British motorcycle brand Brough Superior is back on the tarmac. This venerable brand, first established in 1919, produced powerful, stylish motorcycles that were widely acclaimed, owned by everyone from T. E. Lawrence (he purchased seven of them in a row) to George Bernard Shaw and Jay Leno.

The most well-known model in Brough Superior’s stable was the muscular SS100, which formed a core part of the brand. The numbers of Brough bikes referred to their warranted top speed, and each SS100 from 1925 onwards came with a written guarantee that it had been timed at 100mph or more over the flying quarter mile. It was this speed that made the SS100 so alluring to mileage addicts such as T. E. Lawrence, who would often leave Brough’s works in Nottingham on a Friday night with an SS100 and return on Monday morning with the tires worn down to the canvas and another 1,000 miles on the clock. An exercise in functional elegance, the Brough Superior excelled in every type of competition, from races, sprints, hill climbs and trials to tarmac, sand, shale and even ice.
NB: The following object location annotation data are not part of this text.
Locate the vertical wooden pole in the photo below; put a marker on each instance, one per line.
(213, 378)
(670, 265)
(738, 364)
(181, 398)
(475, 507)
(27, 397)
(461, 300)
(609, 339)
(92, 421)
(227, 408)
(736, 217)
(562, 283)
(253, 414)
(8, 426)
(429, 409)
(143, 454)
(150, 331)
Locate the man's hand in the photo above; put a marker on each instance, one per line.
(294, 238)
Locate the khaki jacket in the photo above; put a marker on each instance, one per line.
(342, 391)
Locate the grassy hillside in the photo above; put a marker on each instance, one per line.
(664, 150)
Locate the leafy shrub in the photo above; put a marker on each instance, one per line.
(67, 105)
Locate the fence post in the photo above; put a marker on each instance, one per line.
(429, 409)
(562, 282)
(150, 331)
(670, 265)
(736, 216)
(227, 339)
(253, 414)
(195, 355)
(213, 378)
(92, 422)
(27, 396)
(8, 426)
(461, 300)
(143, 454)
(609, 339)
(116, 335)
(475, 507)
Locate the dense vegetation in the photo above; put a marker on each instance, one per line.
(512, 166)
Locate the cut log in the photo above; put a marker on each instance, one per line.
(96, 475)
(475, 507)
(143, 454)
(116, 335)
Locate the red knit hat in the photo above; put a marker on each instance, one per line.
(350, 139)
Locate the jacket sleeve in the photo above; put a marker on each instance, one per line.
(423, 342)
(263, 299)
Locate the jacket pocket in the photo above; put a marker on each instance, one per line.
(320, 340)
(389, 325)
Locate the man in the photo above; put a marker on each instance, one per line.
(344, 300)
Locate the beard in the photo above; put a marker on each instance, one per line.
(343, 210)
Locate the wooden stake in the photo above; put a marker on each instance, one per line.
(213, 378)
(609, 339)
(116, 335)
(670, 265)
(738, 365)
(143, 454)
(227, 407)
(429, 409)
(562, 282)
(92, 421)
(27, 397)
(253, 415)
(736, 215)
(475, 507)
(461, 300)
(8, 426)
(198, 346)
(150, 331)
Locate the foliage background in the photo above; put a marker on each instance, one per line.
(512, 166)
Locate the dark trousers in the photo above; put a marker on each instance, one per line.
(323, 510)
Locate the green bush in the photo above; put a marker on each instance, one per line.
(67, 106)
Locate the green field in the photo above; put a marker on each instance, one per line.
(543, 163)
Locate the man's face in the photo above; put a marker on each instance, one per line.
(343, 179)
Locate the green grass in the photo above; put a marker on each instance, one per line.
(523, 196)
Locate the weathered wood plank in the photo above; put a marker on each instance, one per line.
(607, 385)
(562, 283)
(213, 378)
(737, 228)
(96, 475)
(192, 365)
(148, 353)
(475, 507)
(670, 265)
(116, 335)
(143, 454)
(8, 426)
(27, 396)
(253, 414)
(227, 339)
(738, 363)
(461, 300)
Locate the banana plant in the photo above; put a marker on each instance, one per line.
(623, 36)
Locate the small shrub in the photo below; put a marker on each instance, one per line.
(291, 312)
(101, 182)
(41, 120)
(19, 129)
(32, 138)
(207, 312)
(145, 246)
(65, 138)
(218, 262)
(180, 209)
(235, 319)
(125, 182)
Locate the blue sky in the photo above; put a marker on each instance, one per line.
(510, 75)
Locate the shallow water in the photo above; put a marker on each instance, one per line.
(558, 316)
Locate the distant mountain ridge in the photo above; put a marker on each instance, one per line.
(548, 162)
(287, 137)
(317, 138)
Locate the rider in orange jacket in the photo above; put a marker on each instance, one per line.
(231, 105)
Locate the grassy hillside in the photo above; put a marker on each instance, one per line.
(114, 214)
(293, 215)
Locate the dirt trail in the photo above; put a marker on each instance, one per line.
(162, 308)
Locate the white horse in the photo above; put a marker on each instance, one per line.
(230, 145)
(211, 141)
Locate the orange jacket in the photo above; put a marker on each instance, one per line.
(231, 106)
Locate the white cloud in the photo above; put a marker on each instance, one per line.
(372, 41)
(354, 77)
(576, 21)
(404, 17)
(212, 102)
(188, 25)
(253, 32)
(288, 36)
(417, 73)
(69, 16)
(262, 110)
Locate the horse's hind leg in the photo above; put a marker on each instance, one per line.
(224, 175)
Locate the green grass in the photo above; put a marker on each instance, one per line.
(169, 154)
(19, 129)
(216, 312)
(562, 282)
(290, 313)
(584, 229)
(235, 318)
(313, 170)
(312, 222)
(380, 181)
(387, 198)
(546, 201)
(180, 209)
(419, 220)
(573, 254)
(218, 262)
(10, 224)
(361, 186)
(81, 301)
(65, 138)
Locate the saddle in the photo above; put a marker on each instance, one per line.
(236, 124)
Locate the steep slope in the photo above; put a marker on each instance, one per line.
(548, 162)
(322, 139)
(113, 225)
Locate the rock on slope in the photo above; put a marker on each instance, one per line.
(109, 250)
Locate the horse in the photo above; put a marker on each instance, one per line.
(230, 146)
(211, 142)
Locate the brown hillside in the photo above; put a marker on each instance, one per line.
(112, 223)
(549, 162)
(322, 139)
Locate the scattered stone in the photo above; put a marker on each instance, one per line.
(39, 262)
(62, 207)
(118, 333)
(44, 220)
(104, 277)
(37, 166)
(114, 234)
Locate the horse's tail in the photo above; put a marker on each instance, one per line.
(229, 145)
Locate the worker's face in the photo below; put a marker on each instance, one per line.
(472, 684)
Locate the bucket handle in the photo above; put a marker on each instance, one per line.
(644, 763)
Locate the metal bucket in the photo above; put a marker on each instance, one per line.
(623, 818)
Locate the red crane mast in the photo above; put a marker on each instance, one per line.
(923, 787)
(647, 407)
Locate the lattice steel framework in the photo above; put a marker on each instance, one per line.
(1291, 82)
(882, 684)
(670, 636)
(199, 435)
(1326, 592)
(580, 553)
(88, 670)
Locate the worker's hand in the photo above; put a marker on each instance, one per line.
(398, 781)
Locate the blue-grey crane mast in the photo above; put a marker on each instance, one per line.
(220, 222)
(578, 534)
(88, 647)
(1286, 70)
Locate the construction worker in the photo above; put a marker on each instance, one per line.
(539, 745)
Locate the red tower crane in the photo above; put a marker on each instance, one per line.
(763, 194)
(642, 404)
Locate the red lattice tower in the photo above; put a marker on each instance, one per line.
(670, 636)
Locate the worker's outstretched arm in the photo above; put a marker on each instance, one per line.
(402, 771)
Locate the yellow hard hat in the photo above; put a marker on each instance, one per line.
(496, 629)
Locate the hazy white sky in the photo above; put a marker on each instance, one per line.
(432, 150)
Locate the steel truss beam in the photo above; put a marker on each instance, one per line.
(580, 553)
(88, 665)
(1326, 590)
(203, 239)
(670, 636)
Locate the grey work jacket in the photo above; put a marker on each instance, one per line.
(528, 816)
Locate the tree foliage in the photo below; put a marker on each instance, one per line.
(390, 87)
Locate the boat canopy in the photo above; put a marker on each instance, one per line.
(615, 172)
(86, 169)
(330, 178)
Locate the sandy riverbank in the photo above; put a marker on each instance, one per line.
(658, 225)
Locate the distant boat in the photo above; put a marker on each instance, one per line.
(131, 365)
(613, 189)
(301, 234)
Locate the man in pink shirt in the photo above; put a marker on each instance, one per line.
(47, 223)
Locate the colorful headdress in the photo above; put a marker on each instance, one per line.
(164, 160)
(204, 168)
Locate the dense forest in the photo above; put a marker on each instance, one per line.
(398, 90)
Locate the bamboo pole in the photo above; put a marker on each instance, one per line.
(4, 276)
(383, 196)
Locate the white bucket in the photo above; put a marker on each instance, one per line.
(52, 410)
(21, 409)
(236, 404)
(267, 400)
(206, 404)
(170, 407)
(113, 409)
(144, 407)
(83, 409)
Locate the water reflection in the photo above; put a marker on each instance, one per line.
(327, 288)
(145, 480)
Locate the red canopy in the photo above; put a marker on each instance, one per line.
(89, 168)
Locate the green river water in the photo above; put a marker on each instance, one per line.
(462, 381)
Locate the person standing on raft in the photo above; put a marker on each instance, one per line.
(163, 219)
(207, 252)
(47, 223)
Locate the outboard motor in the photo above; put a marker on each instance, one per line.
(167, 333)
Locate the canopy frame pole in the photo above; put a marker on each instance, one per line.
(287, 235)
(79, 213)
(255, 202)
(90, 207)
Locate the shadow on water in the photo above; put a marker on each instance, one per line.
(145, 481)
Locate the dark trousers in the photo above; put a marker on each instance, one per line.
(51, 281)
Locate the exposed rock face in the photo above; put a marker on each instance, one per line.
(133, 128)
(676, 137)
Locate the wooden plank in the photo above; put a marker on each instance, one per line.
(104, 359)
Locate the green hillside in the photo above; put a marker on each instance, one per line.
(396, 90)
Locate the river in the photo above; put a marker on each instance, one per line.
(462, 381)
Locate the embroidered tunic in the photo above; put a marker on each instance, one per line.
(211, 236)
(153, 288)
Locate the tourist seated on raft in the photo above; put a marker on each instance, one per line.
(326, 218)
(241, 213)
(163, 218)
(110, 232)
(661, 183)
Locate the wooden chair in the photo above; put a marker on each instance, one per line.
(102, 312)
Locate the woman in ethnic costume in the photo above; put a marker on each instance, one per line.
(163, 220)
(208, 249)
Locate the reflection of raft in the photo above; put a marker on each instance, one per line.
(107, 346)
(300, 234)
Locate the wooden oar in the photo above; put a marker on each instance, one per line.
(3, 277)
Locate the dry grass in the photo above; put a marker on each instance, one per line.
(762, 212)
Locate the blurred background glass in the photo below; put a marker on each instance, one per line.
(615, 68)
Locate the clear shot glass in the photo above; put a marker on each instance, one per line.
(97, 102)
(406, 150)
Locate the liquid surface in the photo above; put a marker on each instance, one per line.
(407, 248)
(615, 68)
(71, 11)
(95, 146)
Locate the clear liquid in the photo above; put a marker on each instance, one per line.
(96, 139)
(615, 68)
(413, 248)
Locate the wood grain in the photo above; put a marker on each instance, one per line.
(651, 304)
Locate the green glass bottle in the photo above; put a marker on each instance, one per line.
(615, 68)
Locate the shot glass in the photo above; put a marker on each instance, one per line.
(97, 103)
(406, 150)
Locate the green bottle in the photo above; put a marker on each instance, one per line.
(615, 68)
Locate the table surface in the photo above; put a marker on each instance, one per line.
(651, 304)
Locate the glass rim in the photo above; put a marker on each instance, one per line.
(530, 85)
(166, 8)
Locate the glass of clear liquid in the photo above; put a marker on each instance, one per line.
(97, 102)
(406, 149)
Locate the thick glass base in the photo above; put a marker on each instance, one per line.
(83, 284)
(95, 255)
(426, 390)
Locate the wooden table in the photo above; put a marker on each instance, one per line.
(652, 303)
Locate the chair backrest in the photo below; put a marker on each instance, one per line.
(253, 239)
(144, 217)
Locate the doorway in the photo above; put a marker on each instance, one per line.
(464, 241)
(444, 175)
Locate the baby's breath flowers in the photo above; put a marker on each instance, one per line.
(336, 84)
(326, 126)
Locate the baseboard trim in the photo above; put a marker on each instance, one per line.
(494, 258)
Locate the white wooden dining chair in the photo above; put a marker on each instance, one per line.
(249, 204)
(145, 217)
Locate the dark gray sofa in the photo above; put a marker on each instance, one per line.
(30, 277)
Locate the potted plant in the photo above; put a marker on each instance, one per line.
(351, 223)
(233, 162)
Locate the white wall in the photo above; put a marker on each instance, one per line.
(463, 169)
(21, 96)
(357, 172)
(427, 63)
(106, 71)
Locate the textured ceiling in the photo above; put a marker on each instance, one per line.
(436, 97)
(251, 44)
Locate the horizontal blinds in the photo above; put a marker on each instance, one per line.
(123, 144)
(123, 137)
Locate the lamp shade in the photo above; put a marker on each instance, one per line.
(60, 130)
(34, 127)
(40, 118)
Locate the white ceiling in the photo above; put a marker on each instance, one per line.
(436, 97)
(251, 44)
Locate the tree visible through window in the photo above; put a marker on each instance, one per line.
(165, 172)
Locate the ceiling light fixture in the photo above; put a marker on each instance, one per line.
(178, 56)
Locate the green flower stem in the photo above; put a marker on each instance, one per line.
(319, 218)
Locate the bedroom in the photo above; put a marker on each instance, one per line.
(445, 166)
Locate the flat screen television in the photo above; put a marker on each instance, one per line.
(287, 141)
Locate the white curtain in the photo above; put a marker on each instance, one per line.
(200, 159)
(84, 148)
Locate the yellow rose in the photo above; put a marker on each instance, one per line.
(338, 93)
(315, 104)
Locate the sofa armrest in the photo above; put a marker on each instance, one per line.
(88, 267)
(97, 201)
It was, however, a short-lived success. From the launch of the brand in 1919 the brand produced some 3,000 motorcycles before ceasing production in 1940. It lay dormant for 68 years until 2008, when classic motorcycle enthusiast Mark Upham bought the rights to the brand name. In 2013 he met fellow Brough Superior fan Thierry Henriette, a motorcycle designer and constructor. A new company was formed, with plans to produce a new generation SS100 revealed that same year.

The company has now begun production of the new SS100 in earnest. Each machine will be custom built and made to order, with a choice of three finishes. Evoking the style of its Jazz Age forebear as well as being constructed out of the latest cutting edge components, it’s a supremely beautiful motorcycle that makes no compromises when it comes to quality and design.